I didn’t say or mean to imply there is no pressure to solve a case where I work. There is no pressure to solve a case regardless of the truth. Its not like these things can’t come back and bite you in the ass if you get it wrong. I never said that it has never happened. in history or even in recent history. I objected to the characterization that the truth is rarely the motivation.
No it is not naive. The vast majority are guilty. The vast majority of cases I see are far from ambiguous. The vast majority there is no doubt who is guilty. The vast majority are sent forward with over whelming evidence. The juicy mysteries are the only ones that get press. Prosecutors like plea deals because despite the evidence, you can never predict what a jury will do and it clears up the docket quicker. It is naive to think that every case is like Law and Order. Most that go forward for prosecution are simple and pretty much slam dunks. Every now and then you take what you have and take your best shot (Casey Anthony). But for the most part the prosecutor does not want to put a case he does not know he can win on an already full docket.
Since Massachusetts was part of the British Crown at the time, I wonder if the Governor has the power to exonerate those people.
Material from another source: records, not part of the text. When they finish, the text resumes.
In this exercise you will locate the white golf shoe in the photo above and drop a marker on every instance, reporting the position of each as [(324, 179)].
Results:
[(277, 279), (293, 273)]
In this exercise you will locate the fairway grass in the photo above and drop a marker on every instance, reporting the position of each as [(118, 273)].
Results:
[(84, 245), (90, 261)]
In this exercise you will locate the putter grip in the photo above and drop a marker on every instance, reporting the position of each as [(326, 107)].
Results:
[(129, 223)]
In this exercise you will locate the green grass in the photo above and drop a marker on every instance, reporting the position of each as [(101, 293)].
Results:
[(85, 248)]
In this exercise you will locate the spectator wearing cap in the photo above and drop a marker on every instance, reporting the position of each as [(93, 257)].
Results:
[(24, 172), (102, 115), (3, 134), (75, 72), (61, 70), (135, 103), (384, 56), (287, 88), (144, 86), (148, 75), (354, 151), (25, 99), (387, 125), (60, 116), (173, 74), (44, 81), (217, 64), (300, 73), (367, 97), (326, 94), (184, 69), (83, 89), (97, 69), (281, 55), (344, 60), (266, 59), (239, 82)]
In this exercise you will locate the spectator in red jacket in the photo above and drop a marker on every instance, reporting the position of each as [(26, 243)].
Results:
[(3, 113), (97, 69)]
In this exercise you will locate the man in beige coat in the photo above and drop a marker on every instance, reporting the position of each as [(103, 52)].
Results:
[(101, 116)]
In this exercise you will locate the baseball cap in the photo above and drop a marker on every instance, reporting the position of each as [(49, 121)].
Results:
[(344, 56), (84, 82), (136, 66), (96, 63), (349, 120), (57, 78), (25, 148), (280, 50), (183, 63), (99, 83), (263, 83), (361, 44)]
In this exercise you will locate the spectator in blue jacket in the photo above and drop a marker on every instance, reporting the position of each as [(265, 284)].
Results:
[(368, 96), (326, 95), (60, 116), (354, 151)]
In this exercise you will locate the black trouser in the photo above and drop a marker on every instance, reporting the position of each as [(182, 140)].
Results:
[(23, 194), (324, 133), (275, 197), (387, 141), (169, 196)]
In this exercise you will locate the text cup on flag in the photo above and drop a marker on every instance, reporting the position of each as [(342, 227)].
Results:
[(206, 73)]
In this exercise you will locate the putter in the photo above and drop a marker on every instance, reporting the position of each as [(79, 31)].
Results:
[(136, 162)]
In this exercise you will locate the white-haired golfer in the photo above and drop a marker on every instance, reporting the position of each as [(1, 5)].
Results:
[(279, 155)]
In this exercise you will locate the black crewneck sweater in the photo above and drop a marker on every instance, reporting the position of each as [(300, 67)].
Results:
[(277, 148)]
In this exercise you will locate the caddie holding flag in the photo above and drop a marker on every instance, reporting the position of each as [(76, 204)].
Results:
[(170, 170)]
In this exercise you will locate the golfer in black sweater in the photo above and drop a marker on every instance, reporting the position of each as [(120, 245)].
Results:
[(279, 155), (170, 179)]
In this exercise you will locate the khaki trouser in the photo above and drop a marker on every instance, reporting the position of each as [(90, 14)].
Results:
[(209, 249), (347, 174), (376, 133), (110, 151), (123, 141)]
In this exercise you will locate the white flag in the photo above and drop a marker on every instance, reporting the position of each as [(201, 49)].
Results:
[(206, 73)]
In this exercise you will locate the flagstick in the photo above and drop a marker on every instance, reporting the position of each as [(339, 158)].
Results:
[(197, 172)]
Her power derived from the United States Constitution and the Massachusetts State Constitution which was not in force in 1692. Perhaps Parliament needs to pass this resolution.
I thought the following newspaper article would be of interest for this topic.
Cliff’s Notes version: Wanda Lopez was killed during a robbery in Corpus Christi, Texas in February 1983. Carlos DeLuna was executed for her murder in December 1989. The Columbia Human Rights Law Review is dedicating their Spring issue of this year to a 400 page article stating that Carlos DeLuna was not responsible for her murder, and that Carlos Hernandez did it.
From the cited newspaper story:
This is certainly not an official exoneration. In fact, authorities are confident they executed the right guy. From the cited news story, the lead prosecutor for the case, Steve Schiwetz, was quoted as “dismiss[ing] DeLuna’s original court defense and has rebuttals for several of the assertions the authors make in the journal article. For one, he said, DeLuna confessed his guilt to a sheriff’s deputy, a claim the researchers dispute.”
But it’s also naive to think that murderers are not sociopathic enough to show fake contrition during the sentencing phase in order to statistically lower the chances of getting the death penalty. Whereas those truly not guilty don’t really have a reason to show remorse, because they’re not guilty, plus, they are not sociopathic enough to attempt to lie about something they didn’t do.
Which means that it very well could be that a greater than average percentage of death row inmates are wrongly convicted than the percentage for other crimes.
This article in the Atlantic goes into great detail on the Carlos De Luna execution. From the article, a list of 10 problems with the case:
And this list doesn’t include such factors as the fact that Carlos Hernandez bragged to multiple people about how Carlos De Luna had gone to prison for the crime he’d committed, or how the two Carloses look very similar.
Granted I’m no trained attorney, but the folks at the Columbia Law Review are; and it looks to this layperson that they’ve put forth a very persuasive case for De Luna’s innocence.
Stephen Truscott for example (and several other wrongly convicted Canadians) were regularly denied parole because a condition of parole was to admit your crime and express remorse and contrition. Easy if you are guilty and just need to make up sorry-sounding crap to tell the parole monkeys.
The system is loaded against the wrongly convicted in so many ways.